Tout à l'opposé, c'est un livre grave que le roman que Luc Estang a publié cette année, l'Apostat, un livre grave et un de ses meilleurs romans. On y voit dans sa vie de tous les jours et dans son travail un romancier catholique qui veut écrire un livre sur Julien l'Apostat, sans doute un peu dans le goût de l'Hadrien de Marguerite Yourcenar évoqué tout à l'heure. Et en même temps, avec surprise, avec désarroi, avec douleur, le romancier s'aperçoit que sa foi s'éteint, qu'il cesse de croire sur des points d'importance capitale. Ni roman historique ni roman d'idées, mais roman du spirituel incarné, d'une certaine difficulté de vivre la pensée chrétienne. Luc Estang y a mis toute sa probité et toute sa force, tout son respect et toute sa passion, et c'est ce qui fait de l'Apostat un livre pathétique.

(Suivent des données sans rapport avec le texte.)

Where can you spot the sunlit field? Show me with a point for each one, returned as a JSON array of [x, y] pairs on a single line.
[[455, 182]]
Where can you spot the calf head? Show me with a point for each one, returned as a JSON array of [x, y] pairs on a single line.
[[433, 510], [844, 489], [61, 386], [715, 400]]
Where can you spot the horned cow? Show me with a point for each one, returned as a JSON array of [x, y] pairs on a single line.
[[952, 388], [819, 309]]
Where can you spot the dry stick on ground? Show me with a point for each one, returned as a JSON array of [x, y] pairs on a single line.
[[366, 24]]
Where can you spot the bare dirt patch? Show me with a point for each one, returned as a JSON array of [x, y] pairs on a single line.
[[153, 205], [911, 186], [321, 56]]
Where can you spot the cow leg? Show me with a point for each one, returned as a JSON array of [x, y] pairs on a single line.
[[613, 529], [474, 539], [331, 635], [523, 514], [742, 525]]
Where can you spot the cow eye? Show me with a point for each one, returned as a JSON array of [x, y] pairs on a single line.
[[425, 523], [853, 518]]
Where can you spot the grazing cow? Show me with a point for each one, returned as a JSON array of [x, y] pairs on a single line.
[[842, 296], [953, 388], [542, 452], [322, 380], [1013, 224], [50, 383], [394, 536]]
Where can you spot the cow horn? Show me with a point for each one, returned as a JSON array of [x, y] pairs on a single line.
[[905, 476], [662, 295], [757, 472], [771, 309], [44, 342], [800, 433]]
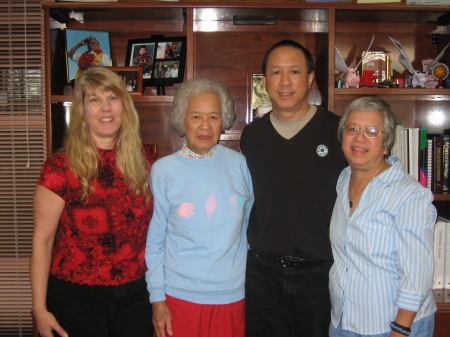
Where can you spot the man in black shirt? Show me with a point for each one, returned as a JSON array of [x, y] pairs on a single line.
[[295, 158]]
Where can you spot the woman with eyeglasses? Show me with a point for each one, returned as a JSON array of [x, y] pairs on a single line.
[[381, 234]]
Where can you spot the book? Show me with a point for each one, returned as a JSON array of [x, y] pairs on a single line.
[[437, 157], [413, 152], [397, 148], [429, 163], [446, 253], [439, 250], [445, 163], [423, 157]]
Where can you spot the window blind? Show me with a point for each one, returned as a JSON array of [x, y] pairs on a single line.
[[22, 152]]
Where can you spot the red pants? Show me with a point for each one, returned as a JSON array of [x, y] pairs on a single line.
[[206, 320]]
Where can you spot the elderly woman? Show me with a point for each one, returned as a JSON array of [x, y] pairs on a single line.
[[381, 234], [196, 245]]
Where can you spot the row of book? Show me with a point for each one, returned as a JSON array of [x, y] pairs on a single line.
[[424, 156], [441, 275]]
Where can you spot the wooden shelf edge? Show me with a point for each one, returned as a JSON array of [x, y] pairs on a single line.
[[232, 4], [137, 99], [390, 91]]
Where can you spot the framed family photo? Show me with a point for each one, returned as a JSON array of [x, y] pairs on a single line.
[[161, 58], [86, 49], [131, 77]]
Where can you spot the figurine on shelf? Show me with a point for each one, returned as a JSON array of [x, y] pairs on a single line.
[[351, 77], [416, 78], [369, 78]]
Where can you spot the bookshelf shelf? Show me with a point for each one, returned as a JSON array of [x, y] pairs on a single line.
[[444, 93], [137, 99]]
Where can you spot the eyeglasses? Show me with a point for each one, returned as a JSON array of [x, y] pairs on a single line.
[[370, 131]]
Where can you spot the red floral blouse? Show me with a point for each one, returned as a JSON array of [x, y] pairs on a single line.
[[101, 242]]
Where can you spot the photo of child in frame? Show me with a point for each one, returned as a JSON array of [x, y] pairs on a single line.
[[142, 56]]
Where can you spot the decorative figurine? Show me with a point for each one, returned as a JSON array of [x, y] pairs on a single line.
[[416, 78], [351, 77]]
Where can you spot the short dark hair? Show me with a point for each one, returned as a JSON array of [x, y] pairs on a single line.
[[293, 44]]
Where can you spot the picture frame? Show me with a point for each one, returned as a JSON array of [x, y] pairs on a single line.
[[166, 54], [84, 50], [260, 101], [131, 77]]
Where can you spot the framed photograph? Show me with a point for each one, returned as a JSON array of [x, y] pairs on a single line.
[[131, 77], [141, 53], [161, 58], [86, 49], [260, 100]]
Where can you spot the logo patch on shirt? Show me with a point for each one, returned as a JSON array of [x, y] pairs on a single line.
[[322, 150]]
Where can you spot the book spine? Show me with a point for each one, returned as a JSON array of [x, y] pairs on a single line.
[[429, 163], [437, 165], [423, 157], [439, 238], [445, 164], [447, 256]]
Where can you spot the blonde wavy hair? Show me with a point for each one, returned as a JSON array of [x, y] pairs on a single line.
[[79, 146]]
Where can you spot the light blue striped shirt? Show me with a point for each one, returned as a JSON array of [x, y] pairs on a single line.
[[383, 253]]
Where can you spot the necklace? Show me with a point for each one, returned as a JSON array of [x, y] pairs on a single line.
[[350, 202]]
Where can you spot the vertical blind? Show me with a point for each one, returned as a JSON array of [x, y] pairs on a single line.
[[22, 152]]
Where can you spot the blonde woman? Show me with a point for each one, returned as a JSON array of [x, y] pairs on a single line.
[[94, 197]]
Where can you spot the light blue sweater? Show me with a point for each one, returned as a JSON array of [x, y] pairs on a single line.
[[196, 244]]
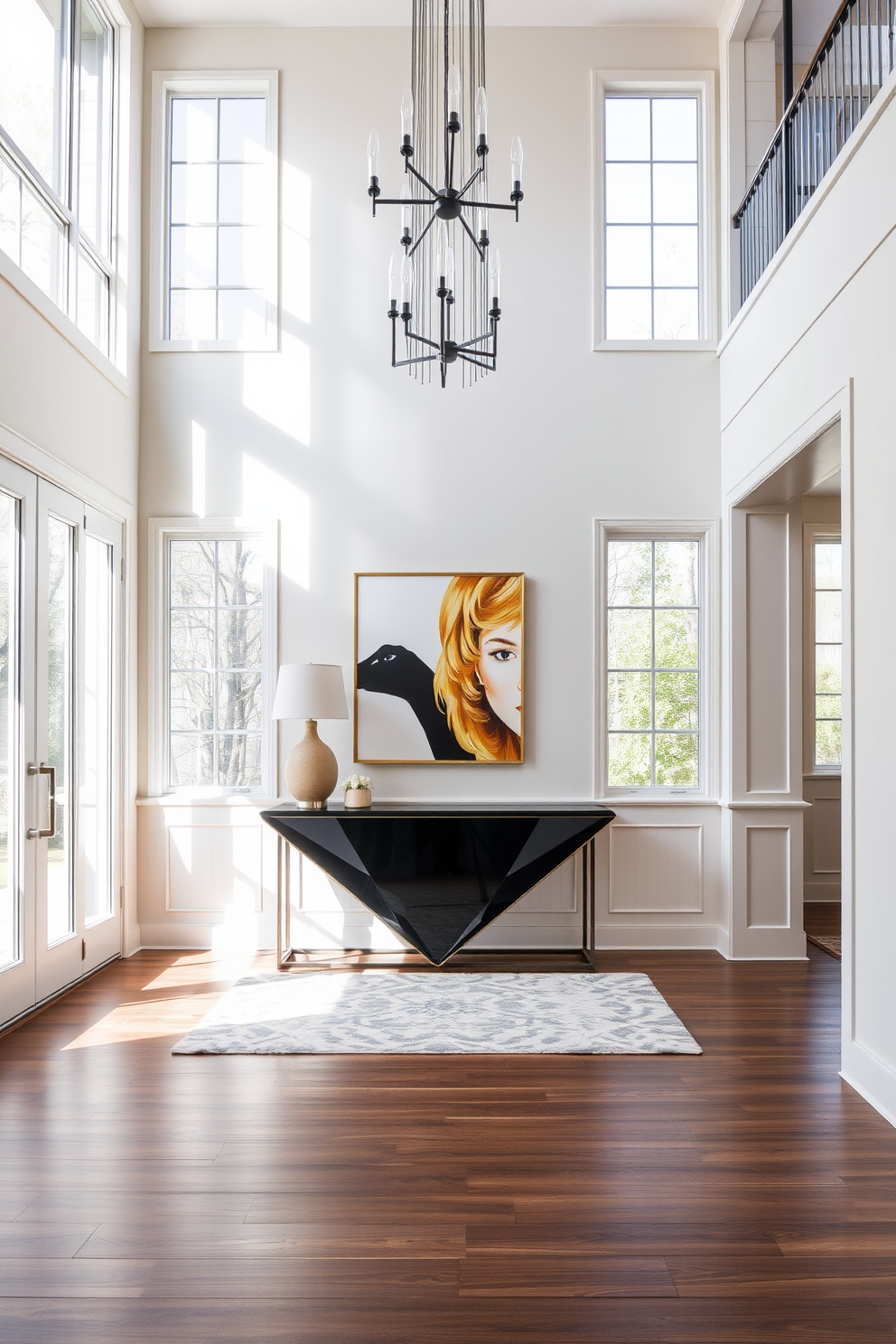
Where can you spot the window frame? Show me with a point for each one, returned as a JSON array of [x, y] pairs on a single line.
[[815, 532], [705, 532], [209, 84], [162, 531], [65, 207], [655, 84]]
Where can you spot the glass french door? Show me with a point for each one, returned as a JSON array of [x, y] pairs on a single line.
[[60, 715]]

Le Maître de maison, de François Nourissier, a raté de peu la récompense suprême, le prix Goncourt, et c'est regrettable parce que Nourissier est un homme et un écrivain en progrès de livre en livre. Il cherche et trouve souvent un compromis entre l'autobiographie voilée et le roman, il se met volontiers en scène lui-même avec ses côtés désagréables, et c'est sans doute un de ses côtés désagréables de se montrer sous un jour parfois peu sympathique. Il raconte la grande aventure de la résidence secondaire, du château que le narrateur achète et aménage pour lui et pour les siens. Cela donne lieu à une sorte de chronique bourgeoise contemporaine de la plus fine vérité. Mais, en même temps, il y a autre chose, il y a la difficulté d'un homme à habiter sa vie, ce qui n'est pas exactement la difficulté d'être.

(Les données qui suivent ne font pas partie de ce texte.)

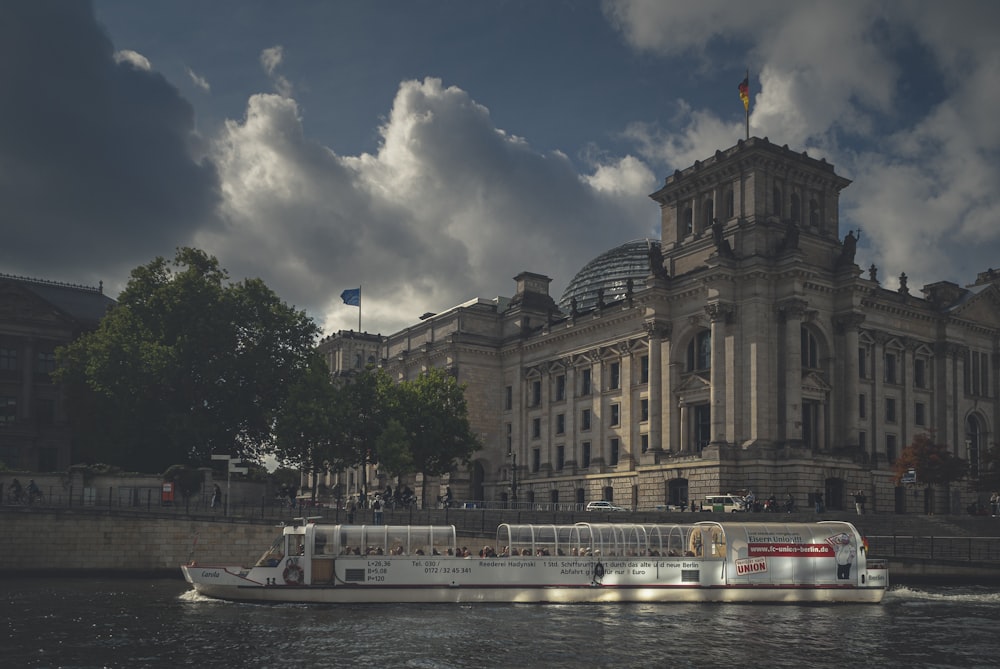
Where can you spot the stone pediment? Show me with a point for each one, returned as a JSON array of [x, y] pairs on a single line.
[[813, 382], [693, 384], [21, 306], [983, 307]]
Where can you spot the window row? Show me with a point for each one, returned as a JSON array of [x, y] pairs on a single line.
[[586, 419], [890, 415], [586, 454], [45, 361], [612, 381]]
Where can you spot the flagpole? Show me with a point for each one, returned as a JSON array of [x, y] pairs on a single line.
[[747, 106]]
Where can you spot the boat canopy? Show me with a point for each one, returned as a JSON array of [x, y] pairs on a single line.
[[332, 540], [605, 539]]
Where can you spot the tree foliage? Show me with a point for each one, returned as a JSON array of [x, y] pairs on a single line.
[[366, 419], [186, 364], [933, 463]]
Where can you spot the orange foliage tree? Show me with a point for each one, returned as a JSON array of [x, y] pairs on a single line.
[[933, 463]]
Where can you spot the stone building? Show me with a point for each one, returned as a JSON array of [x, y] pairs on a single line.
[[36, 317], [744, 350]]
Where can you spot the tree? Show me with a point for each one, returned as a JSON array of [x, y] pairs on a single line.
[[933, 463], [435, 413], [186, 364], [305, 432]]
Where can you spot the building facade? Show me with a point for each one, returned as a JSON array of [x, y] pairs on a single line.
[[36, 317], [744, 350]]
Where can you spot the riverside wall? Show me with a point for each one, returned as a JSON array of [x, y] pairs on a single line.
[[65, 541]]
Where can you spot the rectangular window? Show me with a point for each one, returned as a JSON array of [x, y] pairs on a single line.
[[8, 410], [45, 409], [890, 367], [614, 376], [46, 362], [920, 373], [10, 456]]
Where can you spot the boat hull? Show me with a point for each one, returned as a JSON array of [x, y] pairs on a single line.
[[482, 581]]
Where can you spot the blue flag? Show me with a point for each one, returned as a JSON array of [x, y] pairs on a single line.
[[352, 296]]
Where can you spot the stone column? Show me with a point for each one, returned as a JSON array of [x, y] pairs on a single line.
[[793, 310], [847, 429], [656, 333], [718, 313]]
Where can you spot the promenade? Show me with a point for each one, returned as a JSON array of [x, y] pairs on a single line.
[[157, 539]]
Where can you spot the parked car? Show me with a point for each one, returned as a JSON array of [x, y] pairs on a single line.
[[724, 503], [603, 506]]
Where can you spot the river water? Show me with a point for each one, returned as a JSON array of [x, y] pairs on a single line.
[[75, 622]]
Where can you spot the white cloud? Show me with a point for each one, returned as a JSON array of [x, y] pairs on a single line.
[[136, 60], [198, 80], [449, 208]]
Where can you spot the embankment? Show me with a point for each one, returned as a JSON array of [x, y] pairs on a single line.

Écrivain de bonne et belle langue classique, qui sait exactement dans quelle proportion il veut être sincère dans le mensonge et menteur dans la sincérité, F. Nourissier ajoute ici à nos résidences secondaires littéraires beaucoup plus qu'une fermette et à peine moins qu'un château : une maison ?

Réflexions sur le monde

Les centaines, les milliers de représentations de ses pièces avaient fait un peu oublier que Félicien Marceau est aussi un écrivain de livre. Après de justes et émouvants souvenirs d'enfance et de jeunesse, les Années courtes, il nous a donné un roman brillant et fort, Creezy. C'est l'amour d'un homme pour une belle fille dont l'image est vraiment partout, sur tous les murs, puisqu'elle pose pour des affiches publicitaires, louant sa beauté pour louer un briquet ou une croisière. Un amour fou : et je ne sais quoi fait penser que sa vie artificielle a peut-être rongé Creezy jusqu'au cœur, qu'elle est vide, belle et sans âme, alors que c'est sans doute la maladresse que sa renommée inspire ou sa propre maladresse qui empêche de la rejoindre. Roman d'amour vif et pressé, haletant et brillant, mais aussi invitation plus grave à réfléchir sur l'érosion à laquelle notre âme est soumise par notre vie sociale actuelle.

Le nouveau roman

Faisons encore une place aux Illusions de la mer, de Jean d'Ormesson, roman mondain fourmillant d'anecdotes, roman de vie parisienne comme on pourrait le dire des livres de Marceau ou de Sagan, mais où une brillante intelligence commence à refuser de se laisser griser de sa propre vitesse. Sous peine de tomber dans une énumération longue et fastidieuse, on ne peut citer tous les bons et honorables écrivains qui ont continué leur travail, ajouté un roman à leur œuvre cette année. Mentionnons, avec le regret de ne faire que les mentionner cette fois, les Michel Mohrt, les J.-M. G. Le Clézio, les Marcel Brion, les Marc Blancpain, les Barjavel (le gros succès du roman d'anticipation de l'année), les Casamayor (notre moraliste de la justice) et bien d'autres.

Il me semble qu'il y a peu à dire du nouveau roman qui n'arrive guère à se renouveler, ou du roman expérimental qui n'arrive pas à se commercialiser (au sens où l'on disait : un commerce agréable...) Le prix Médicis, qui distinguait volontiers les œuvres de cette famille, est allé cette année à un roman d'une humanité plus directe, le Mendiant de Jérusalem, d'Elie Wiesel. Et Nathalie Sarraute a donné un nouvel exemple d'une de ces subtiles tapisseries mondaines qu'elle excelle à composer avec le fil du songe de nos songes.